Colonic mucosal injury caused by intestinal secretions may have been a cause of the recurrent colitis in this case. Patients often complain of frequent watery diarrhea related to passing intestinal secretions or dietary residue after ileostomy closure with the diarrhea caused by atrophic changes in the intestinal mucosa [12]. Diarrhea gradually disappears with improvement of the mucosal atrophy in most cases. However, our patient’s condition worsened despite fasting and antibiotic therapy. His condition improved soon after re-construction of the ileostomy, which led us to speculate that intestinal secretions, and not diet, stimulated and damaged the mucosa directly. Intestinal intramural vascular insufficiency is another possible cause, although blood flow from the left colic artery was confirmed by computed tomographic angiography. The fact that colitis was localized to the left colon supports this possibility and both causes may have contributed to the repetitive severe colitis in our case.

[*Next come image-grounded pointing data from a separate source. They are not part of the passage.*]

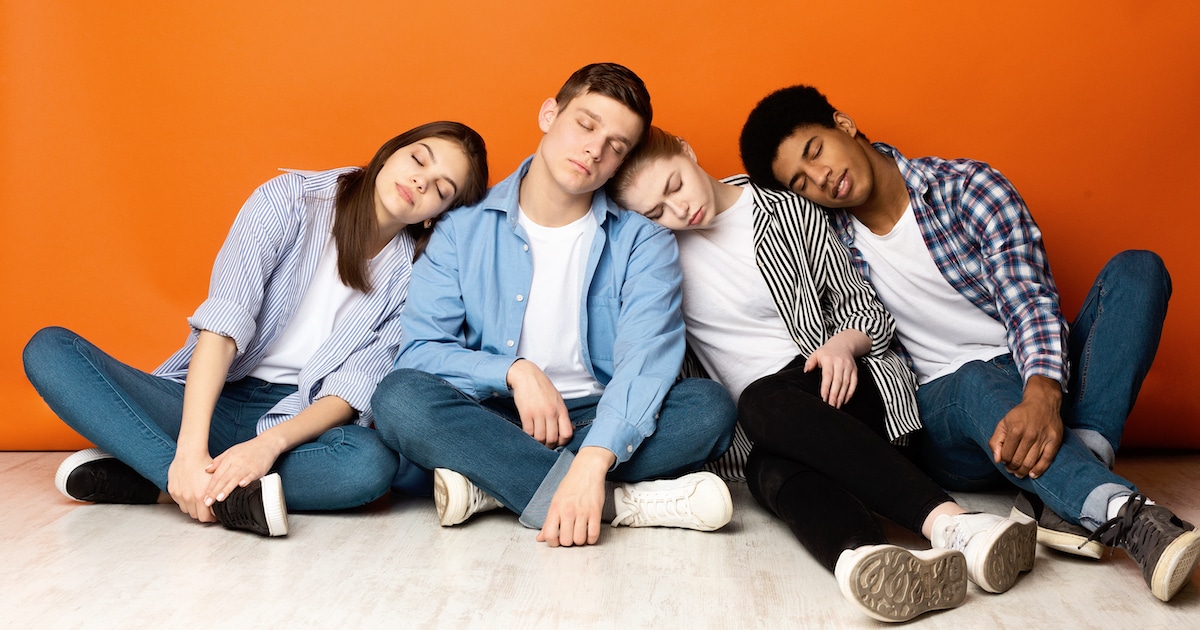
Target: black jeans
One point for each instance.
(827, 472)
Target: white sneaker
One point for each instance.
(456, 498)
(997, 549)
(892, 583)
(696, 501)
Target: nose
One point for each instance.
(595, 150)
(819, 175)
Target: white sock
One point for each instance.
(1119, 502)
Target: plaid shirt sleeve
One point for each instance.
(1015, 273)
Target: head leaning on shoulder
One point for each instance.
(793, 139)
(409, 183)
(599, 115)
(663, 181)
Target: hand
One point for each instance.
(839, 371)
(1027, 438)
(240, 465)
(575, 513)
(541, 408)
(186, 483)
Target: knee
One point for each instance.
(367, 465)
(1139, 269)
(42, 352)
(401, 395)
(709, 406)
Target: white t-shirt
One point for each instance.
(550, 331)
(940, 328)
(324, 304)
(733, 325)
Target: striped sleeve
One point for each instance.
(246, 261)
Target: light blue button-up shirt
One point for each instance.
(466, 306)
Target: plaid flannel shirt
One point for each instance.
(987, 245)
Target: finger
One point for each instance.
(551, 430)
(826, 379)
(1048, 454)
(1025, 456)
(997, 443)
(565, 430)
(594, 529)
(581, 531)
(550, 529)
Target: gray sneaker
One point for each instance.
(892, 583)
(1054, 531)
(1165, 547)
(456, 498)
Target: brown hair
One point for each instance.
(658, 144)
(613, 81)
(354, 214)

We discussed three treatment options: (1) the construction of transverse colostomy, (2) the re-construction of ileostomy, and (3) the continuation of conservative therapy. Finally, we constructed a colostomy at the transverse colon because the patient hoped the construction of a colostomy and we considered that improving bowel function would be more difficult in the future. To date, the colostomy remains in this patient with no recurrent symptoms of colitis.

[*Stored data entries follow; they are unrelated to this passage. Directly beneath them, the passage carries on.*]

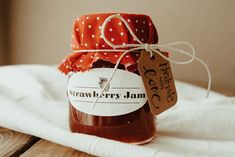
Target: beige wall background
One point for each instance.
(40, 32)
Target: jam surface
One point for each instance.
(135, 127)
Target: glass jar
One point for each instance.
(137, 127)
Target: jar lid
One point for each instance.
(87, 36)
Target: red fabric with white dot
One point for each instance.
(87, 36)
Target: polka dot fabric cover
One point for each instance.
(87, 36)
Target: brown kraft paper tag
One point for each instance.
(158, 81)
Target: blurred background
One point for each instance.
(39, 32)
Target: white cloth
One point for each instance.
(33, 101)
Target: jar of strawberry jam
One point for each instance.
(122, 112)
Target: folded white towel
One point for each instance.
(33, 101)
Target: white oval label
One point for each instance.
(124, 94)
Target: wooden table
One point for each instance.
(16, 144)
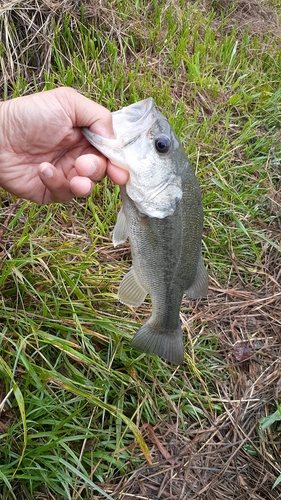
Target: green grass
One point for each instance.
(77, 395)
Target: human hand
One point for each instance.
(44, 156)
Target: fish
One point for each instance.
(162, 215)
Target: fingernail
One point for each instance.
(47, 172)
(92, 169)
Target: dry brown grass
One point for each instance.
(226, 456)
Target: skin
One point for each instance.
(43, 155)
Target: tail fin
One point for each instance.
(167, 345)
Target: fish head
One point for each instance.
(148, 148)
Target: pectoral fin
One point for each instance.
(131, 292)
(120, 231)
(199, 288)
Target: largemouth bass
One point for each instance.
(162, 215)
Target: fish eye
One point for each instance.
(162, 143)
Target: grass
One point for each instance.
(76, 400)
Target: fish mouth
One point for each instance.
(135, 118)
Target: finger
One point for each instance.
(86, 113)
(57, 186)
(92, 166)
(81, 186)
(116, 174)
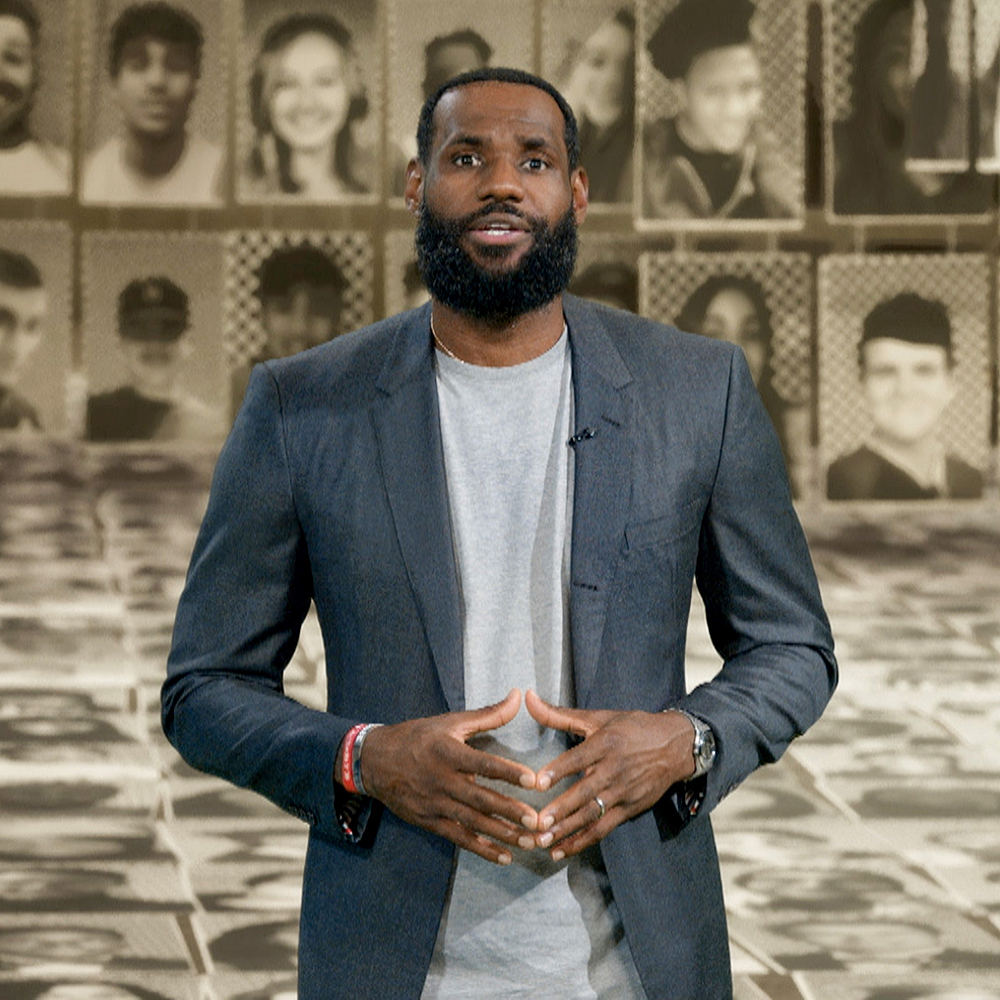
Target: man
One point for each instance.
(27, 164)
(155, 64)
(905, 360)
(23, 307)
(713, 160)
(153, 340)
(301, 294)
(506, 489)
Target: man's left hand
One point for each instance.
(627, 760)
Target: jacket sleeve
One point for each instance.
(247, 592)
(762, 602)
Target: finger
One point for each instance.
(481, 720)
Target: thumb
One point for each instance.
(480, 720)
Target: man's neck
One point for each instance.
(478, 342)
(154, 156)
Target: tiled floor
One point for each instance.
(864, 866)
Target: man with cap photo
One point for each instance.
(153, 342)
(905, 360)
(28, 164)
(155, 64)
(713, 159)
(23, 306)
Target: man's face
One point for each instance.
(498, 207)
(305, 316)
(722, 97)
(155, 85)
(17, 71)
(907, 388)
(22, 324)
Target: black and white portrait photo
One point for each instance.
(152, 338)
(433, 40)
(763, 303)
(905, 394)
(954, 122)
(588, 51)
(290, 292)
(874, 100)
(310, 94)
(35, 89)
(155, 130)
(721, 112)
(35, 304)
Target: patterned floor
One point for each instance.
(864, 866)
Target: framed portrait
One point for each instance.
(152, 348)
(35, 303)
(905, 393)
(309, 102)
(433, 40)
(36, 113)
(875, 91)
(721, 114)
(154, 86)
(763, 302)
(287, 291)
(588, 52)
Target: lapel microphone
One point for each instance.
(585, 435)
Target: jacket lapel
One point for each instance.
(602, 484)
(408, 432)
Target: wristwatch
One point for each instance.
(704, 745)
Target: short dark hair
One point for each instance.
(156, 20)
(288, 267)
(496, 74)
(911, 318)
(18, 271)
(24, 11)
(463, 36)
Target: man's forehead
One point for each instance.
(487, 106)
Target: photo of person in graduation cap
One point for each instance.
(905, 364)
(713, 159)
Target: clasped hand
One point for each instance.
(426, 773)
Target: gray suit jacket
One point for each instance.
(331, 488)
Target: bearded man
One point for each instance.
(507, 489)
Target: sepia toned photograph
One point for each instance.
(877, 90)
(35, 309)
(155, 93)
(431, 41)
(36, 93)
(152, 346)
(588, 52)
(291, 291)
(954, 122)
(309, 100)
(904, 389)
(721, 112)
(763, 303)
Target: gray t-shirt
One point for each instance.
(536, 927)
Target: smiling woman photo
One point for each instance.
(306, 97)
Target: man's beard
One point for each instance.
(457, 281)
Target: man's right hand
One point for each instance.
(425, 772)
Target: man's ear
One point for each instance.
(413, 192)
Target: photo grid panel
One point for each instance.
(762, 302)
(309, 99)
(942, 299)
(870, 100)
(752, 175)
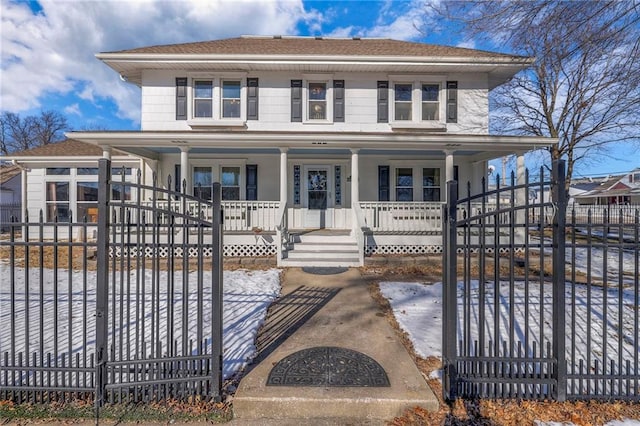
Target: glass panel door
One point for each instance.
(317, 189)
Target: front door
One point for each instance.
(317, 196)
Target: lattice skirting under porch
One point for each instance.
(231, 250)
(428, 249)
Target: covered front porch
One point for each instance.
(382, 193)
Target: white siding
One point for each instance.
(158, 102)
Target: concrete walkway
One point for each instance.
(338, 311)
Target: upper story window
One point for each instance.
(317, 101)
(230, 183)
(430, 102)
(415, 101)
(231, 99)
(403, 102)
(203, 98)
(404, 184)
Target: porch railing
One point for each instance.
(409, 217)
(239, 216)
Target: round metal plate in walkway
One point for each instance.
(328, 366)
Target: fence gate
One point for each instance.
(144, 324)
(503, 318)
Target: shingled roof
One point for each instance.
(305, 46)
(67, 148)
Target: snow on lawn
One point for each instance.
(418, 309)
(247, 295)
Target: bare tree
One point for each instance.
(20, 134)
(584, 86)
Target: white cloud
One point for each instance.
(73, 109)
(396, 20)
(469, 44)
(53, 51)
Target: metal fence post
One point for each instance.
(449, 293)
(217, 289)
(102, 279)
(559, 198)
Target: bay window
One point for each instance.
(404, 184)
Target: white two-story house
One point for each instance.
(354, 137)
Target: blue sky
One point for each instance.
(48, 47)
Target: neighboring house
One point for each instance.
(355, 136)
(610, 190)
(10, 193)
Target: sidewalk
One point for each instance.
(332, 311)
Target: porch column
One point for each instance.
(355, 177)
(106, 152)
(283, 175)
(448, 166)
(184, 169)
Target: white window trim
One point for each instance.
(422, 187)
(73, 178)
(216, 172)
(416, 102)
(327, 79)
(217, 81)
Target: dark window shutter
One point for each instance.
(252, 98)
(181, 98)
(452, 101)
(252, 182)
(383, 183)
(338, 101)
(383, 102)
(296, 100)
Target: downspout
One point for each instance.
(23, 192)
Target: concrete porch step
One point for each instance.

To our knowledge, there are no previous reports of repetitive severe colitis after ileostomy closure. We consider it necessary to inform patients regarding adverse events, as the present case demonstrated, and the possibility of the need for a permanent stoma.

Conflict of interest

The authors declare that they have no conflict of interest.

Ethical standards

This case report has been approved by the appropriate ethics committee and has, therefore, been performed in accordance with the ethical standards laid down in the 1964 Declaration of Helsinki and its later amendments.